Adı Konulmamış Tanrı(lar)
Modern zamanlara gelindiğinde din, kategorik olarak insan hayatının küçük bir dilimine inhisar ettirildiğinden, kapsayıcı niteliği göz önüne alınmadı. Leszek Kolakowski’nin tabiriyle din “şamil-i mutlak” bir kategori olmaktan çıktı. Din bu şekilde tasavvur edildiğinde gerçekten insan hayatının küçük bir dilimi içinde mi kendisini gösterdi? Doğrusu hayır.
Burada iki
önemli gelişme oldu. Birincisi, özellikle Kant’tan bu yana dinin modern
formlarda konuşmaya zorlanması, yani varlık kazanmak istiyorsan kendini
rasyonel olarak ifade edeceksin tehdidi karşısında, din ısrarla hayatın her
yerinde olduğunu vurguladı. Hatta modernliğin bu noktada bir kriz içerisine
girdiğini söylemek mümkündür.
İlk önce
pozitivistik yöntemle aşkın olana dair “yoktur” yargısını verdi. Halbuki
fenomenler dünyası içerisinde kalması gereken insani bilgi üretme etkinliği,
kapsayamadığı alanla ilgili en azından “bilmiyorum” demesi gerekirdi. Bunun
doğal sonucu olarak insanın değdiği farklı hayat alanlarının herbiri “dini” ya
da “dinimsi” nitelikler kazanmaya başladı. Habermas’ın modernitenin krizi diye
belirttiği üç maddeden birisi anlam sorunudur ki, anlam problemi de bu krizin
bir uzantısıdır.
İkincisi de,
buna bağlı olarak dinimsi yapılar artmaya başladı. İmparatorluktan
Ulus-devletlere geçişle birlikte bireyselleşen ve seküler nitelikler kazanması
beklenen yeni “toplum” hemen vakit kaybetmeden kendisini büyük bir cemaat
olarak konumlandırmıştır.
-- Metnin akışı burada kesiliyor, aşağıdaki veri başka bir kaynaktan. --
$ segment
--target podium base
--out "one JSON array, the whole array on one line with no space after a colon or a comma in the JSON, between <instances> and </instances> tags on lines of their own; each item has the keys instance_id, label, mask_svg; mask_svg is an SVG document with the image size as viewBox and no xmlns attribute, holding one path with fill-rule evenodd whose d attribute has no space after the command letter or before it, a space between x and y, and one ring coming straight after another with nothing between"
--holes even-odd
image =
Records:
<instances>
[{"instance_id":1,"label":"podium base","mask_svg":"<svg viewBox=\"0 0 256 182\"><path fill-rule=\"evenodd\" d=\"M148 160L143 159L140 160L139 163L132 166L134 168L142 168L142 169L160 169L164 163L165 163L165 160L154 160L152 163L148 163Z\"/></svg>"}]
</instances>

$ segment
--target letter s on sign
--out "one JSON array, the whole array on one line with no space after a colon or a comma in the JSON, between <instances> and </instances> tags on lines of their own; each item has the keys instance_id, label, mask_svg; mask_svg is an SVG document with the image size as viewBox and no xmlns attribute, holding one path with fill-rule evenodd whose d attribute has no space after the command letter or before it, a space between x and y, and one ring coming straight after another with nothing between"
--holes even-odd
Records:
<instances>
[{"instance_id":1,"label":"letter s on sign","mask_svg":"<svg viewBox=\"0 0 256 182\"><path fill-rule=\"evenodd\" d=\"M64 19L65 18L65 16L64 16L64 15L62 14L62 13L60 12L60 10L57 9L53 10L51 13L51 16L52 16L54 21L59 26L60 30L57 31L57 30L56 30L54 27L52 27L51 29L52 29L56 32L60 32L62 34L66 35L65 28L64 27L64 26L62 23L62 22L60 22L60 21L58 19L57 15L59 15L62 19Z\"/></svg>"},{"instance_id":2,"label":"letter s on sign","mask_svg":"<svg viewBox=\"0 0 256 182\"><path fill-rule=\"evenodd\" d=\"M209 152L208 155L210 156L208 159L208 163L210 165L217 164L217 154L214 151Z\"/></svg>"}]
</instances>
Hatta “toplum” dediğimiz kavram da son kertede bu
seküler yaklaşımın kavramsallaştırması olarak varlık kazanmıştır.
Salt seküler
kalan topluluk türleri, insanı yeteri kadar “sıcak” bir şekilde saramadığı
durumlarda kriz belirtileri göstermeye devam etmektedir. Bu anlamda insanın
sürekli daha üst (bunu aşkın olarak da okuyabiliriz) bir kategoriye müracaat
etmedikçe, kendisini bile kapsayamadığı anlaşılmaktadır. Daha da ötede seküler
olanı kutsaldan ayırma teşebbüsleri arttıkça, hatta kutsal ile seküler arasında
düalist bir yapılaşma inşa edildikçe, seküler olan da kendisini kutsal
formlarda inşa etme gibi bir zorunluluk içerisinde bulmuştur. Postmodern
zamanlara gelirken bu bağlamda gözlemlediğimiz durum, seküler kutsalların artık
insan hayatına bolca girmesidir. Bugün mitolojilerin postmodernlikle birlikte
yeniden yayılması da önemli göstergelerdendir. Halbuki modernlik bizzat hayatı
mitoloji ve hurafelerden arındırarak rasyonelleştireceği konusunda iddialı idi.
Burada şu
noktanın altını özenle çizmeliyiz. Rasyonel davranış insan hayatı için önemli
olmakla birlikte, İnsan tamamıyla rasyonelleştirilmiş bir varlık olmaya
dayanamaz. Onun mutlaka bir metafizik ile güdülendirilmesi gerekmektedir. Bunun
temel sebebi, insanın bir boyutunun sürekli aşkına uzanmasıdır; çünkü insan
Allah’tan (CC) gelmiştir.
Bir kere insan
ıstıraplar yaşayan bir varlıktır. Bu ıstıraplarla rasyonel kapasitesi
çerçevesinde başa çıkması mümkün değildir. Bir noktadan sonra kendisini aşan
bir metafizikle irtibat kurmak ister. Diğer insanlara yardım ederek yardım
görmeyi istemek, kurban keserek bir güce yaklaşmak, iç huzuru talepleri hep bu
bağlamda düşünülmelidir.
Modern
zamanlarda insan çok önemli şeyler yapmıştır. Bu doğru. Fakat insan ile hayat
arasında varolan ve kapanması kanaatimizce mümkün olmayan boşluk, dini hep var
kılacaktır. Adam Smith “piyasada gizli el”den bahsederken aslında dine ve
metafiziğe direksiyon kırmıştı. İnsan ise ıstırap dolu hayatla mücadele
ederken, Tanrı’yı arıyor. Ya buluyor; bulamazsa uyduruyor. Hasılı dinin
devrinin geçtiği yargısı bir masaldan öte bir şey değil.
Gerçek olan şu:
İnsan sürekli Allah’ı taklit etmektedir.